Discrepancy in Document Count When Importing Data from MySQL to Elasticsearch Using Logstash

Hello Elasticsearch Community,

I am encountering an issue with importing data from MySQL to Elasticsearch using Logstash. Here’s the context and details:


Setup Information:

  • MySQL Table Name: criteria_sites
  • Elasticsearch Index Name: mysql-criterion-site-data
  • Pipeline Input Configuration: I am using the JDBC plugin in Logstash to fetch data from MySQL.

MySQL Table Details:

  • The table criteria_sites has 16,626 rows.
  • It has a composite primary key consisting of:
    • criterion_value_id
    • site_id
SHOW KEYS FROM criteria_sites WHERE Key_name = 'PRIMARY';
+----------------+------------+----------+--------------+--------------------+-----------+-------------+----------+--------+------+------------+---------+---------------+---------+------------+
| Table          | Non_unique | Key_name | Seq_in_index | Column_name        | Collation | Cardinality | Sub_part | Packed | Null | Index_type | Comment | Index_comment | Visible | Expression |
+----------------+------------+----------+--------------+--------------------+-----------+-------------+----------+--------+------+------------+---------+---------------+---------+------------+
| criteria_sites |          0 | PRIMARY  |            1 | criterion_value_id | A         |       14030 |     NULL |   NULL |      | BTREE      |         |               | YES     | NULL       |
| criteria_sites |          0 | PRIMARY  |            2 | site_id            | A         |       16626 |     NULL |   NULL |      | BTREE      |         |               | YES     | NULL       |
+----------------+------------+----------+--------------+--------------------+-----------+-------------+----------+--------+------+------------+---------+---------------+---------+------------+

Elasticsearch Output Configuration in Logstash:

output {
  elasticsearch {
    hosts => ["http://ip-address:9200"]
    index => "mysql-criterion-site-data"
    document_id => "criterion-site-%{criterion_value_id}"  # Uses only `criterion_value_id` as the ID
  }
}

Issue:

When I import the table using Logstash, the document count in Elasticsearch doesn’t match the number of rows in the MySQL table.
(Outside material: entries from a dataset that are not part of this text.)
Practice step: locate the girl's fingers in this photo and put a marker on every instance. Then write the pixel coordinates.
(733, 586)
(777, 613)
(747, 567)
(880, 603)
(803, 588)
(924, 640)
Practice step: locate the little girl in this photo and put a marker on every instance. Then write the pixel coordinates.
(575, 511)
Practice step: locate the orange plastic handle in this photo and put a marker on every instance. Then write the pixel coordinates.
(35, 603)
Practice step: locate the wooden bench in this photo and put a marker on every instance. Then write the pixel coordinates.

  • MySQL Table Rows: 16,626
  • Elasticsearch Index Statistics:
yellow open   mysql-criterion-site-data FSkeQzvVQKa4PwIDbnYV0Q   1   1      14030         2596      1.3mb  

You are creating the key based on only one component of the primary key, so it is natural and expected that the number of documents in Elasticsearch match the cardinality of this, which as you pointed out is 14030. If you want all documents inserted you need to create the document id based on both components of the primary key.
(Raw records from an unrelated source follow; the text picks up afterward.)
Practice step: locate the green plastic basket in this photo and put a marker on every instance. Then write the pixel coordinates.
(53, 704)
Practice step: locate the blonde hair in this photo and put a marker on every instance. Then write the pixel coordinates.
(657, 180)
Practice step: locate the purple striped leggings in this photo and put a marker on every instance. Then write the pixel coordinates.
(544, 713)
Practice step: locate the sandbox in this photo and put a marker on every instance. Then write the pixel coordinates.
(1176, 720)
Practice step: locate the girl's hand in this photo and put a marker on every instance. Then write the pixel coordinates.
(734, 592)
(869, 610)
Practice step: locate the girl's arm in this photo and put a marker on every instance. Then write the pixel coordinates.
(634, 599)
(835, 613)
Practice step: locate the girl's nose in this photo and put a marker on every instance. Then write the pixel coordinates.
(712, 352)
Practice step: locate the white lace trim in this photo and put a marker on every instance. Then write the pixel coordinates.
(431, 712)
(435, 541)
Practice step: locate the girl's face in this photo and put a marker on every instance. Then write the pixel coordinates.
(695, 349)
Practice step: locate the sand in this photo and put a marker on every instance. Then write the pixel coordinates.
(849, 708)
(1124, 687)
how to solve the issue and find all the 16,626 rows in elasticsearch?

Change this to something like this:

output {
  elasticsearch {
    hosts => ["http://ip-address:9200"]
    index => "mysql-criterion-site-data"
    document_id => "%{site_id}-%{criterion_value_id}"
  }
}

Naturally you will need to delete everything from the index before rerunning as you otherwise will get duplicates.

I will try and give you update

thanks man it worked
yellow open mysql-criterion-site-data l8otXpdqQOOeRnK8cAfGwg 1 1 16626 49878 2.2mb 2.2mb

can you explain to me why at first the number is mismatched, im new to elasticsearch and logstash

You were indexing documents with a document id (primary key in Elasticsearch) that only contained one component of the key you have in your data base. There are per your statistics only 14030 unique values in this key component in your database so there can never be more unique document ids than that in Elasticsearch.